Gen 192011
 

Era quasi inevitabile non imbattersi in Matrix: un colpo di genio della nostra epoca. Se da un lato Matrix è un calderone da cui si può tirar fuori praticamente qualsiasi cosa, chi fa lo schizzinoso (come Slavoj Zizek), poi ci casca anche lui e va a finire che ne parla il doppio degli altri e ci vende libri.
Il primo raggio gamma che ti rimando è la famosa scena in cui Morfeus, sospeso nel nulla di un bianco artificiale annuncia: “Questo è struttura: il nostro programma di caricamento. Possiamo caricare di tutto…”. Preso da un senso di irrealtà, il suo ospite si sente a disagio e sta male. Dopo il discorso di Morfeus su quel che è rimasto dell’umanità, il nuovo venuto avrà un attacco di panico e dovranno tirarlo fuori scollegandogli il “cavo di rete” che trasmette al suo cervello le informazioni del programma, come se venissero dai suoi sensi.

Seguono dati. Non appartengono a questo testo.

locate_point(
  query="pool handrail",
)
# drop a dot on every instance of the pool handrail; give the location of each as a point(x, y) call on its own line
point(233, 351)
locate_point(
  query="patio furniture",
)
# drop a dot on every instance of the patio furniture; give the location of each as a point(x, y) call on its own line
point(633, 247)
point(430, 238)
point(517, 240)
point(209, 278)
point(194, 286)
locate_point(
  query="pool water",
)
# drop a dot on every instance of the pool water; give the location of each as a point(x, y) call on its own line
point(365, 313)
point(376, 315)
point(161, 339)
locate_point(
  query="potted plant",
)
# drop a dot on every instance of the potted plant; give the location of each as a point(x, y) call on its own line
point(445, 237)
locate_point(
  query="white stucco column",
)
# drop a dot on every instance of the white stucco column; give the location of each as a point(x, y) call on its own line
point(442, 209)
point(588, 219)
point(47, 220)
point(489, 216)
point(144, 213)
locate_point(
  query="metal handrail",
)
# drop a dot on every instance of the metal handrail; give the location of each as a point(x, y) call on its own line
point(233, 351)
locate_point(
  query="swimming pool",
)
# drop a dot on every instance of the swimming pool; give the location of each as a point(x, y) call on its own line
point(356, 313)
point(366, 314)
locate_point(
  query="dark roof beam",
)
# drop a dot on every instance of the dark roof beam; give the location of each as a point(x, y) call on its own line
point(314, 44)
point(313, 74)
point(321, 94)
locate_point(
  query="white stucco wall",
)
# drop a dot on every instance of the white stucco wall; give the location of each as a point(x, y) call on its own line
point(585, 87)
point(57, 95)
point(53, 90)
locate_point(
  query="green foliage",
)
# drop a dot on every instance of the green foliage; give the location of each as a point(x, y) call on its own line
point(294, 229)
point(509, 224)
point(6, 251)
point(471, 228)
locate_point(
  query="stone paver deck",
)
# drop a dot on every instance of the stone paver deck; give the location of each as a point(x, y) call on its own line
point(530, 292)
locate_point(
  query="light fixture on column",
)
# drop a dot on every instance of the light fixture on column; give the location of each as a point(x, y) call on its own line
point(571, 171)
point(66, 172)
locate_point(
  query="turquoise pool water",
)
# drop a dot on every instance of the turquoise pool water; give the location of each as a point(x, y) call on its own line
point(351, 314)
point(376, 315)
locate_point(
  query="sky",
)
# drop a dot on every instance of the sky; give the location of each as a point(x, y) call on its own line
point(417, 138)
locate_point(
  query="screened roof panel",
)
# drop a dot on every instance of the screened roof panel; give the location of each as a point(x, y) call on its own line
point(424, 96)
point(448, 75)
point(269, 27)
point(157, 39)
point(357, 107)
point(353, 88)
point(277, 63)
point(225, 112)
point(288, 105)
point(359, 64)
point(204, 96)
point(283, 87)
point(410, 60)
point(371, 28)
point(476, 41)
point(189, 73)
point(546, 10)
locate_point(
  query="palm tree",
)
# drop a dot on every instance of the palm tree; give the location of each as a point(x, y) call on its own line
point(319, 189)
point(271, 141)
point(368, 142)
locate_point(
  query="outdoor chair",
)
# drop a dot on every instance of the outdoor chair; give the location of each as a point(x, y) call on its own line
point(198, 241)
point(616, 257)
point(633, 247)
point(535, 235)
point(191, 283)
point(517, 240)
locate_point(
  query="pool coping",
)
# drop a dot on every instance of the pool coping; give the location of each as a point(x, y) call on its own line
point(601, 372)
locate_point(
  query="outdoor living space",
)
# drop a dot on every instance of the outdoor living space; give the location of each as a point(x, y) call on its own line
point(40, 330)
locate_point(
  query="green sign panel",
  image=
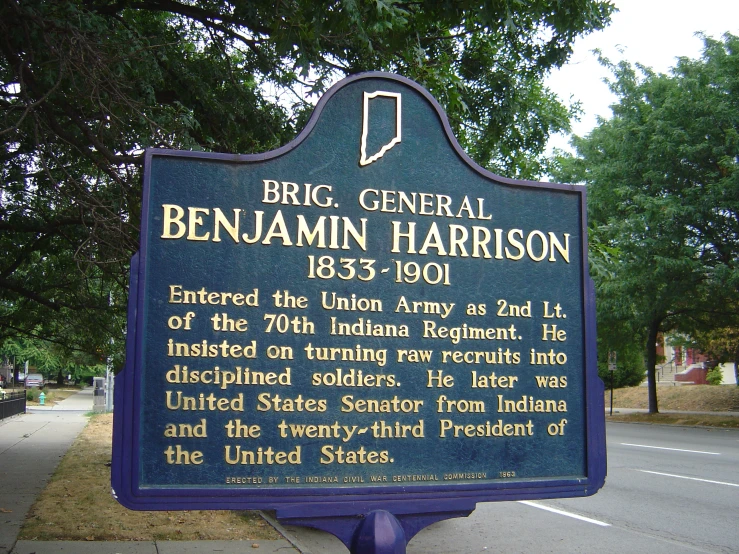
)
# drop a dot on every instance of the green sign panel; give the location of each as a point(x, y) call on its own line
point(364, 311)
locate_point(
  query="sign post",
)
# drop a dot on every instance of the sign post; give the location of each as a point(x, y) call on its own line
point(362, 330)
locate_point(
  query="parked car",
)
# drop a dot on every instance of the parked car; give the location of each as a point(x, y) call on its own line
point(35, 380)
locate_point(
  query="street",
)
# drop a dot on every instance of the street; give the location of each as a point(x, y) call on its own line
point(669, 490)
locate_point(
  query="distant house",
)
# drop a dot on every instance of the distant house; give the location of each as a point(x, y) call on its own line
point(686, 365)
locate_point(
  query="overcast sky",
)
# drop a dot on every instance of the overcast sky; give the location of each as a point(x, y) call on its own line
point(652, 32)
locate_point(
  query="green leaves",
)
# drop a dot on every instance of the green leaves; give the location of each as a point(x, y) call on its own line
point(663, 194)
point(86, 86)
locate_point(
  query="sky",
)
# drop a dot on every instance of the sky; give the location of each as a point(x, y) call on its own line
point(654, 33)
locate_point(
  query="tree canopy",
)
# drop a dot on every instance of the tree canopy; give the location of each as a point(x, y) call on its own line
point(87, 85)
point(663, 199)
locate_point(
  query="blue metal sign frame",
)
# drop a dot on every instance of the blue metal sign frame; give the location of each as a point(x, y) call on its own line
point(140, 483)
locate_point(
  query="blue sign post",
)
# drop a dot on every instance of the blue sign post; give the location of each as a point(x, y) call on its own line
point(362, 330)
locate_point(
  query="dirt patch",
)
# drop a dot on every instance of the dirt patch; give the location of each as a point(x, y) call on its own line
point(691, 398)
point(77, 504)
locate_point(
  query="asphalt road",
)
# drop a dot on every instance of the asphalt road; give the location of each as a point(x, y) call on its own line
point(669, 490)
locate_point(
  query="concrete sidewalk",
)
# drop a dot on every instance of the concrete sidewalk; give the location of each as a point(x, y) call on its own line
point(31, 447)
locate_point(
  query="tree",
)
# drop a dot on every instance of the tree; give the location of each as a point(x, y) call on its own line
point(663, 183)
point(722, 344)
point(86, 85)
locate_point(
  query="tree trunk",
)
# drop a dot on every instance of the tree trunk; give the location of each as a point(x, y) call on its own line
point(651, 367)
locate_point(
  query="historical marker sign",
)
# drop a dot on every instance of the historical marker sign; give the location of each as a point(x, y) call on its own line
point(363, 317)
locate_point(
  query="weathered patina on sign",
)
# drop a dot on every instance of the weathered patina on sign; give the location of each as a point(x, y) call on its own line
point(361, 313)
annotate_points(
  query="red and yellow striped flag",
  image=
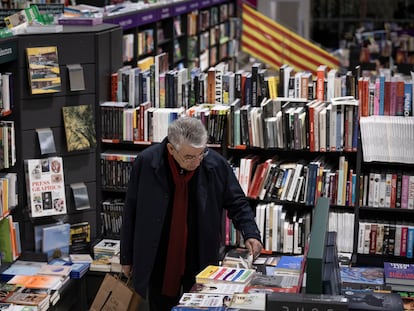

Questa scena in qualche modo simboleggia davvero qualcosa del mondo in cui viviamo: un mondo che filosofi e antropologi contemporanei affermano essere segnato dal vuoto, dal nichilismo e dai non-luoghi. Ma da questo vuoto dobbiamo proprio fuggire?
Personalmente non lo temo. Lo dico pensando a quanto sono affezionato al mio supermercato! Penso al fatto che a volte prenderei il treno solo per passare in Stazione Centrale e sentire la voce digitale che annuncia arrivi e partenze in un mare di luci e rumori. Penso a quanto mi piace percorrere in solitudine la A26 verso nord-ovest, quando ci sono due auto per chilometro quadrato e rimane solo la strada con la riga intermittente al centro. Per non parlare del mio amato Parco Nord dove tra l’altro, in questi giorni di nebbia, sembra proprio di camminare “nella bottiglia di orzata dove galleggia Milano”.
Insieme a casa mia e ai volti delle persone che conosco, anche questi spazi tengono in equilibrio la mia vita. E allora mi dico questo: che nessuno spazio del nostro tempo è veramente “vuoto” o senza senso; ci sono diversi livelli di densità in una vita vivibile che è fatta di equilibri tra vuoto e pieno. Se noi stessi non fossimo concavi, e non riuscissimo a fare nostro questo spazio vuoto, come riusciremmo ad accogliere? Ad ascoltare? A comprendere?
Il vuoto è struttura, e questo significa che possiamo caricare di tutto:

“il profumo dei fiori l’odore della città,
il suono dei motorini, il sapore della pizza.
Le lacrime di una mamma, le idee di uno studente
gli incroci possibili in una piazza…”

Il guaio è quando non carichiamo niente: è allora che non sappiamo più che non siamo soli, anche quando siamo soli.

  One Response to “Questo è struttura”

  1. Se fuggissimo il vuoto, vuoto rimarrebbe. La sfida, difficile certo, è trasformare il non luogo in occasione di essere luogo: vedervi persone, storie, immagini, frammenti. Sono anche io d’accordo: non siamo fatti per il vuoto ma, con strade diverse, cerchiamo la pienezza.